One of India’s leading social workers, Ela Bhatt, who heads the Self-Employed Women’s Association, or SEWA, said microfinance firms had lost sight of the fact that the poor needed more than loans to be successful entrepreneurs. They need business and financial advice as well, she said.
“They were more concerned about growth — not growth of the livelihoods and economic status of the clients, but only the institutions’ growth,” she said.
Mr. Mahajan, who is also the chairman of the Microfinance Institutions Network, said that the industry was now planning to create a fund to help restructure the loans of the 20 percent of borrowers in Andhra Pradesh who were struggling.
He also said the industry, which has been reluctant to accept outside help, would share its client databases with the government and was negotiating restrictions on retail lending that did not go through the nonprofit self-help lending groups.
The collapse of the industry could have severe consequences for borrowers, who may be forced to resort to money lenders once again. It is tough to find a household in this village in an impoverished district of Andhra Pradesh that is not deeply in debt to a for-profit microfinance company.

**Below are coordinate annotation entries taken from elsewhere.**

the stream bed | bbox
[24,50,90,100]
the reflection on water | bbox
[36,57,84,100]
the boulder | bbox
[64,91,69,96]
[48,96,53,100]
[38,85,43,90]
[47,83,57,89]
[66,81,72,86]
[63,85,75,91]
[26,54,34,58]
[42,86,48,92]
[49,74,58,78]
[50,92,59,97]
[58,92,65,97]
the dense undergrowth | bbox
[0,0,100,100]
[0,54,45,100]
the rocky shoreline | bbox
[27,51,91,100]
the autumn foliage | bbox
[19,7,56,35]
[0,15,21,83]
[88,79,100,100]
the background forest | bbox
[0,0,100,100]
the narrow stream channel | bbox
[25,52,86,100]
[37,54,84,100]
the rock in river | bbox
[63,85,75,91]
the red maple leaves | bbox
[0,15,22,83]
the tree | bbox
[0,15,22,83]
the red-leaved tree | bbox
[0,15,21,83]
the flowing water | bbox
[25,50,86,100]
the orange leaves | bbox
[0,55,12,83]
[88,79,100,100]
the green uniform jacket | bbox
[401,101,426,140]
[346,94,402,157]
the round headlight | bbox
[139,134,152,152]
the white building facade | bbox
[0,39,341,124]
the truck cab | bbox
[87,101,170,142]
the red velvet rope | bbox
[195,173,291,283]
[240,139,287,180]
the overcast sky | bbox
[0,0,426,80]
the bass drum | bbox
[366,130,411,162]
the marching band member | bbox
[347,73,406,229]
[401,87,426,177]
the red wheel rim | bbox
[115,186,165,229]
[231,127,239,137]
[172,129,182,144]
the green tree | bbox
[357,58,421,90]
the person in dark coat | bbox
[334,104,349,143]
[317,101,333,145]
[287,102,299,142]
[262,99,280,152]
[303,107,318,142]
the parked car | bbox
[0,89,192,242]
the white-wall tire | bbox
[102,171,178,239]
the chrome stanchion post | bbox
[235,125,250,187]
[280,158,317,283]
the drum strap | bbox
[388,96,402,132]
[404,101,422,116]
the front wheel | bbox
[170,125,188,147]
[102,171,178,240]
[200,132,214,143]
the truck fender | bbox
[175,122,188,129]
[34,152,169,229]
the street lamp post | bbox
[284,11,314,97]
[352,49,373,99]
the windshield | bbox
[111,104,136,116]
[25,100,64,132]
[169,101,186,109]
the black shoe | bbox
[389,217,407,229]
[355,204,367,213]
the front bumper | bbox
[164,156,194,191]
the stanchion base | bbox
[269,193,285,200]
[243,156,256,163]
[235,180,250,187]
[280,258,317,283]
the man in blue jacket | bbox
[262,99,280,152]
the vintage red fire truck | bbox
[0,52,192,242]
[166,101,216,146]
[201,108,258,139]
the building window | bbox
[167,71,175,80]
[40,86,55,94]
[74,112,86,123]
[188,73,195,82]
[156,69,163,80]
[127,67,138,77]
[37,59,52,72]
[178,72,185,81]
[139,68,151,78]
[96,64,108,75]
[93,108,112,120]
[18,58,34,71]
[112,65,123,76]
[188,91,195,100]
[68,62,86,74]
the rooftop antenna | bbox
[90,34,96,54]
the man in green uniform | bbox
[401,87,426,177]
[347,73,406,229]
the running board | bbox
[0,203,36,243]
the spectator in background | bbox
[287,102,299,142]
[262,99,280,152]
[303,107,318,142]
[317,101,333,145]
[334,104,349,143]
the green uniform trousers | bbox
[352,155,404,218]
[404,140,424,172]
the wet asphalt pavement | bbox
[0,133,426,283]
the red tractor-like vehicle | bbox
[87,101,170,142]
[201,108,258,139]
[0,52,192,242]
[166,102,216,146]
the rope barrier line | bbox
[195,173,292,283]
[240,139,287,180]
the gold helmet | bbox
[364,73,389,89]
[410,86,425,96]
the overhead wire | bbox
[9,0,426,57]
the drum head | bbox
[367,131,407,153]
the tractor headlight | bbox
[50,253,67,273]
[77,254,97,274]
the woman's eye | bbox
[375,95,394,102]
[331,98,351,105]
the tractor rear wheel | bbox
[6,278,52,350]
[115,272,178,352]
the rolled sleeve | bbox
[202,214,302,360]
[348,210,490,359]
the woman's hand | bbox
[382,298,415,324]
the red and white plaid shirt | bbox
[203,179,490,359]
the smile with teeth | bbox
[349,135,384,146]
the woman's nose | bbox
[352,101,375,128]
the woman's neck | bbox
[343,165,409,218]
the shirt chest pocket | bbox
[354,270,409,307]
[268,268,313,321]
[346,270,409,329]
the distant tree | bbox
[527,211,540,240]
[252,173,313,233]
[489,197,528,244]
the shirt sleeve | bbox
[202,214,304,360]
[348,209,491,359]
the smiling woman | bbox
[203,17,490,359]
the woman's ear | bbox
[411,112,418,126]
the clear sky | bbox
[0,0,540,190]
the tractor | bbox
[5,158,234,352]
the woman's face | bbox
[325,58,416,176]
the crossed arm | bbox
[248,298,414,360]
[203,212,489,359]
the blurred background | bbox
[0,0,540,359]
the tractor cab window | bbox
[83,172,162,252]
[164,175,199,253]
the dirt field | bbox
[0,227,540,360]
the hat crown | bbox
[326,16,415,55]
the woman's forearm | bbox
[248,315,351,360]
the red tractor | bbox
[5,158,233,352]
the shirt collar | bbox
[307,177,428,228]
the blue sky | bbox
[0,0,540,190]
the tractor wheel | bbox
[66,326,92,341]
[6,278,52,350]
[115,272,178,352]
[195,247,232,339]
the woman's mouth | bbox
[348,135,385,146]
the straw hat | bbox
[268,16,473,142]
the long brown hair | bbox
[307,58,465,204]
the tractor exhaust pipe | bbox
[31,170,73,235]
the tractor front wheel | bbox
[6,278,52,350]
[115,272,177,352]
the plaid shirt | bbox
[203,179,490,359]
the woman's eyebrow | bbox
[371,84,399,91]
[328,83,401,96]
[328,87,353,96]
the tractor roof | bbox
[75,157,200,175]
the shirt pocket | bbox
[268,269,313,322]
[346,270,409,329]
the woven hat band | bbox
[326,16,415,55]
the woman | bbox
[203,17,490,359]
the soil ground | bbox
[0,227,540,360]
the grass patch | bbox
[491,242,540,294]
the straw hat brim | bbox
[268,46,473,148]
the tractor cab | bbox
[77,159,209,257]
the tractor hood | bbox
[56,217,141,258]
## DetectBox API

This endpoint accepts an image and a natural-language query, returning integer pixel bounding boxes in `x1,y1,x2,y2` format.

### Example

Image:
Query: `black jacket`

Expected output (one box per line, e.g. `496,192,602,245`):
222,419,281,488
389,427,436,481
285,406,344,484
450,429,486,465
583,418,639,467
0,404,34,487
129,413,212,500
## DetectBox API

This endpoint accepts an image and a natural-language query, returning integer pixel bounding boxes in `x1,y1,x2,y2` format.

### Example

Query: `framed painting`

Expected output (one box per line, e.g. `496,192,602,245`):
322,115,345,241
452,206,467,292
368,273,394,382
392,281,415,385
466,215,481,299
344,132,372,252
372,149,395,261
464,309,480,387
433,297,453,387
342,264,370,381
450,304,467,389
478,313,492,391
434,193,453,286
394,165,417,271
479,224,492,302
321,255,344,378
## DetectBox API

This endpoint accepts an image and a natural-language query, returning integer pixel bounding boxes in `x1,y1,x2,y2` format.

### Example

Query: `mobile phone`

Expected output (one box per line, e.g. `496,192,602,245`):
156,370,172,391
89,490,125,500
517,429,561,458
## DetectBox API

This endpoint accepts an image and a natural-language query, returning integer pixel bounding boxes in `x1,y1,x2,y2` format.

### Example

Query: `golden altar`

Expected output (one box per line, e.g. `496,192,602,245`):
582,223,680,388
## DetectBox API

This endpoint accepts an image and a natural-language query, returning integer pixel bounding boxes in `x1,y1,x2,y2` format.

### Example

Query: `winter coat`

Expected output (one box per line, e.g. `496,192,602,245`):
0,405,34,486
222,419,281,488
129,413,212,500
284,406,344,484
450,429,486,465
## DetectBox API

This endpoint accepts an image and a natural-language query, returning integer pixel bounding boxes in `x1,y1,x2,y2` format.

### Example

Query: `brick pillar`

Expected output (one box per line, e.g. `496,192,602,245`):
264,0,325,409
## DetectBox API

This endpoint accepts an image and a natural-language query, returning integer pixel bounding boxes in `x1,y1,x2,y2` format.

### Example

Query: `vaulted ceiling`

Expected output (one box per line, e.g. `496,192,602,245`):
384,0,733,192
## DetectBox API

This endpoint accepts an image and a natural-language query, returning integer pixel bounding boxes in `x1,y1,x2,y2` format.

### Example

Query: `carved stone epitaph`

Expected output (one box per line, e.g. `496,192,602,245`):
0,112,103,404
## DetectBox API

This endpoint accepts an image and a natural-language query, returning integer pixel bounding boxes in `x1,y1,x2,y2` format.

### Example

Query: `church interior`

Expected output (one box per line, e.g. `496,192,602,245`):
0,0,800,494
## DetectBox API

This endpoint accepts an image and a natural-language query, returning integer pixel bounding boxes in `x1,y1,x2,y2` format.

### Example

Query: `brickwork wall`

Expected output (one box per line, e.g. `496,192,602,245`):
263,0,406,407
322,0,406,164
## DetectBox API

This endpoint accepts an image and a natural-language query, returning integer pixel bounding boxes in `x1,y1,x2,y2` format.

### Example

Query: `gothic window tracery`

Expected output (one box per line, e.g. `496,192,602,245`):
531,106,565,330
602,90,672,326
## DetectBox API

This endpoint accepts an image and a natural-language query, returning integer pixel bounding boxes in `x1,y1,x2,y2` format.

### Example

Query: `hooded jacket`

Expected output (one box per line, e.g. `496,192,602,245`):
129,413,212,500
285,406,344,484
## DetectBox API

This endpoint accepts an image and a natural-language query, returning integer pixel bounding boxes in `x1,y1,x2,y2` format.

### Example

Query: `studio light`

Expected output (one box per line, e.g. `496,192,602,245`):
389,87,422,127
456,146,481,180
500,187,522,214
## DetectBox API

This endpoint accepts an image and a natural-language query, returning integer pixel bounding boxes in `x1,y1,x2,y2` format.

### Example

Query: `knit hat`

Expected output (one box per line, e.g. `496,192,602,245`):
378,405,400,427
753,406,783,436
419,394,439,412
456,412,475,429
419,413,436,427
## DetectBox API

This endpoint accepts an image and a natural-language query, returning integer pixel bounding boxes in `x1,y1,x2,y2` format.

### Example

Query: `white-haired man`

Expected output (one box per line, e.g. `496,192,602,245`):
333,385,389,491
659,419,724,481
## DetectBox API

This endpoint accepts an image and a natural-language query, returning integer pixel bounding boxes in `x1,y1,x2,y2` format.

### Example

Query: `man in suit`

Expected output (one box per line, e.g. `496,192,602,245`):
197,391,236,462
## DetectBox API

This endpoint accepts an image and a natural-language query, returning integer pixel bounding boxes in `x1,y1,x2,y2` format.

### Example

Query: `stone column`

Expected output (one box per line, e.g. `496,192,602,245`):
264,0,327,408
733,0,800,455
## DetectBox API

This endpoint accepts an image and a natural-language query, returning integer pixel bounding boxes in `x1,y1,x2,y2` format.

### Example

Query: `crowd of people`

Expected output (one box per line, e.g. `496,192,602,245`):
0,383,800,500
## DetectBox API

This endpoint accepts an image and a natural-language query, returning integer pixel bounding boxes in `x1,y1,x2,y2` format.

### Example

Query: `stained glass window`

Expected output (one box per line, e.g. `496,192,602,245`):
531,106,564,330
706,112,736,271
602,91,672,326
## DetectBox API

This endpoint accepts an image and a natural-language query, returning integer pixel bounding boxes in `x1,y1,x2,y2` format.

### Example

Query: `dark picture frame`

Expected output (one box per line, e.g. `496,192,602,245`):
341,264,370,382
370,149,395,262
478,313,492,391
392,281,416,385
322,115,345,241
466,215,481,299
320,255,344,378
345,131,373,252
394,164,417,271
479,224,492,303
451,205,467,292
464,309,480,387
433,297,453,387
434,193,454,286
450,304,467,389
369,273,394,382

K. Shivamma, a 38-year-old farmer, said she took her first loan hoping to reverse several years of crop failure brought on by drought.
“When you take the loan they say, ‘Don’t worry, it is easy to pay back,’ ” Ms. Shivamma said.
The man from Share, the company that made her first loan, did not ask about her income, Ms. Shivamma said. She soon ran into trouble paying back the $400 loan, and took out another loan, and then another.
Now she owes nearly $2,000 and has no idea how she will repay it. The television, the mobile phone and the two buffaloes she bought with one loan were sold long ago. “I know it is a vicious circle,” she said. “But there is no choice but to go on.”